Ahmad Shehab, analyste chez Counterpoint Research, rappelle que même si quelques marques parviennent ponctuellement à descendre sous les 40 dollars, ces volumes restent anecdotiques et n’impliquent jamais les grands acteurs mondiaux.
Le rôle crucial des États et des taxes
Le prix final payé par le consommateur dépend aussi fortement des politiques fiscales. Dans certains pays, les smartphones sont encore taxés comme des produits de luxe, avec des droits d’importation pouvant atteindre 30 % du prix hors taxes.
La GSMA cite en exemple positif l’Afrique du Sud, qui a supprimé en 2025 une taxe d’accise de 9 % sur les téléphones vendus moins de 150 dollars. Une mesure qui a eu un impact mesurable sur l’accessibilité.
« Il y a une urgence pour le secteur public à agir sur cette partie de l’équation si nous voulons réellement accélérer l’inclusion numérique. »
– Alix Jagueneau, GSMA
Pour l’instant, aucun des six pays pilotes n’a encore pris d’engagement ferme sur une baisse des taxes. Mais le dialogue avec les gouvernements est lancé et devrait s’intensifier dans les prochains mois.
Financement et modèles innovants pour contourner les obstacles
Pour rendre le projet viable économiquement, plusieurs leviers sont envisagés :
- Subventions ou garanties de financement par des banques de développement
- Modèles de paiement échelonné très accessibles (micro-crédit intégré)
- Partenariats renforcés entre opérateurs et fabricants pour mutualiser les risques
- Réduction ciblée des taxes sur les appareils les plus abordables
Ces mécanismes existent déjà localement dans certains marchés, mais leur combinaison à grande échelle pourrait changer la donne.
Un écho aux initiatives passées… avec des leçons apprises
Ce n’est pas la première fois que l’industrie tente de casser le plafond de prix. En 2014, Google lançait Android One avec l’ambition de démocratiser les smartphones abordables en Inde, puis en Afrique. Si le programme a permis à certaines marques de se développer, il n’a jamais vraiment réussi à imposer un standard dominant sur le segment ultra-bas de gamme.
Les échecs passés ont montré que le prix seul ne suffit pas : la qualité perçue, la durée de vie de la batterie, les mises à jour logicielles et la disponibilité du réseau comptent tout autant.

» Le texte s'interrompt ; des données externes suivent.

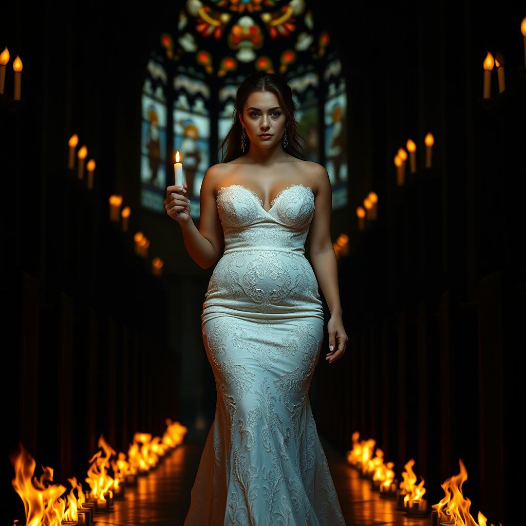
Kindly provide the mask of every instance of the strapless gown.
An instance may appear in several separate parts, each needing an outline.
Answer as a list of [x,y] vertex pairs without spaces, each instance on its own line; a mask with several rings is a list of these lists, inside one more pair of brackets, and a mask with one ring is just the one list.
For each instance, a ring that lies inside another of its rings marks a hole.
[[267,211],[231,185],[217,208],[225,250],[201,315],[217,401],[185,526],[345,525],[308,394],[324,330],[305,256],[312,189],[288,187]]

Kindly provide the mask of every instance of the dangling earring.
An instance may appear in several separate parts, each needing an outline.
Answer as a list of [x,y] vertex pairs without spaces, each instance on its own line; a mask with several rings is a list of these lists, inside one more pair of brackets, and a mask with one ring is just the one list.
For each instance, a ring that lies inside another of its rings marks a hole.
[[246,147],[246,145],[245,144],[245,138],[247,136],[247,132],[245,129],[245,126],[243,126],[243,131],[241,133],[241,151],[245,151],[245,148]]
[[285,128],[285,133],[283,134],[283,147],[286,148],[289,145],[289,140],[287,138],[287,128]]

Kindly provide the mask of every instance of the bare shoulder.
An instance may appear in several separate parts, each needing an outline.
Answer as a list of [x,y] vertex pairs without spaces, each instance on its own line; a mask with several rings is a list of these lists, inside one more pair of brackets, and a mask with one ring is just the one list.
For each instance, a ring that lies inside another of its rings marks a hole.
[[302,171],[307,175],[309,186],[312,189],[315,195],[317,195],[320,188],[329,181],[329,174],[325,166],[314,161],[301,160]]

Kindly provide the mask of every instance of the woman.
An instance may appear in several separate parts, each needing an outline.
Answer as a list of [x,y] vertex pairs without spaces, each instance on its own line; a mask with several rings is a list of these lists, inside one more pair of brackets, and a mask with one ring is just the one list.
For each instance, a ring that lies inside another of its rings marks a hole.
[[[186,184],[168,187],[165,202],[203,268],[217,261],[223,236],[225,245],[201,315],[215,419],[185,526],[345,524],[308,396],[323,337],[317,277],[331,312],[329,363],[348,340],[330,183],[323,167],[301,159],[283,77],[251,75],[236,99],[223,163],[201,184],[199,230]],[[304,255],[309,227],[316,275]]]

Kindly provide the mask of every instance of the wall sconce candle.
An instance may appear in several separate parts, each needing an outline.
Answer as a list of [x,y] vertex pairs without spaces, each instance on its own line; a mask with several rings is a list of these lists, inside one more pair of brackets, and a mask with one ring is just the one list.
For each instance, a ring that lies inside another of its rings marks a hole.
[[120,220],[120,205],[123,204],[123,196],[112,195],[109,196],[109,220],[118,222]]
[[484,59],[484,89],[483,98],[489,98],[491,91],[491,70],[495,64],[493,55],[488,51]]
[[396,166],[396,184],[399,186],[403,184],[403,174],[402,173],[402,159],[398,155],[394,156],[394,166]]
[[414,174],[417,171],[417,145],[411,139],[408,139],[406,147],[409,152],[409,169]]
[[426,167],[431,168],[433,158],[433,145],[434,144],[434,138],[431,133],[428,133],[424,139],[426,143]]
[[369,192],[367,199],[372,204],[372,207],[371,208],[371,219],[376,219],[378,217],[378,196],[375,192]]
[[68,161],[67,167],[73,169],[75,168],[75,149],[78,144],[78,136],[75,133],[73,134],[69,140],[67,141],[69,146],[69,159]]
[[499,93],[502,93],[506,89],[506,86],[504,80],[504,55],[500,52],[495,57],[495,65],[499,80]]
[[0,53],[0,93],[2,94],[4,93],[4,87],[5,84],[5,70],[7,69],[7,63],[8,62],[9,50],[7,49],[7,46],[6,46],[5,49],[4,49],[2,53]]
[[13,63],[13,69],[15,72],[14,95],[13,98],[14,100],[19,100],[21,85],[22,83],[22,61],[18,55],[16,55],[15,62]]
[[90,159],[86,168],[88,169],[88,188],[91,190],[93,188],[93,172],[95,169],[95,161],[93,159]]
[[524,45],[524,66],[526,66],[526,16],[521,23],[521,32],[522,33],[522,42]]
[[123,218],[123,231],[127,232],[128,231],[128,224],[129,221],[130,214],[132,212],[132,209],[129,206],[127,206],[123,209],[122,212],[120,213],[120,215]]
[[356,209],[356,216],[358,218],[358,230],[365,230],[365,210],[361,206]]
[[84,159],[87,155],[88,149],[85,146],[83,146],[77,154],[77,157],[78,158],[78,171],[77,173],[78,179],[84,178]]

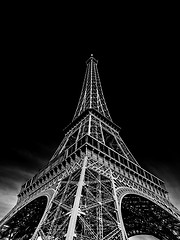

Un tournant stratégique pour l’inclusion numérique mondiale
Si cette coalition parvient à ses fins, l’impact pourrait être massif. Accélérer l’accès à Internet mobile dans les zones rurales et périurbaines permettrait de débloquer des opportunités économiques, éducatives et sociales considérables.
Mais le chemin reste semé d’embûches. Entre la hausse inexorable des coûts de certains composants, les marges déjà très faibles et la nécessité d’une coordination parfaite entre acteurs publics et privés, le défi est colossal.
2026 pourrait marquer le début d’une nouvelle ère pour l’accès au numérique en Afrique… ou rappeler une fois de plus que la technologie la plus simple à promettre est parfois la plus difficile à rendre réellement accessible à tous.
La balle est désormais dans le camp des fabricants, des opérateurs… et des gouvernements.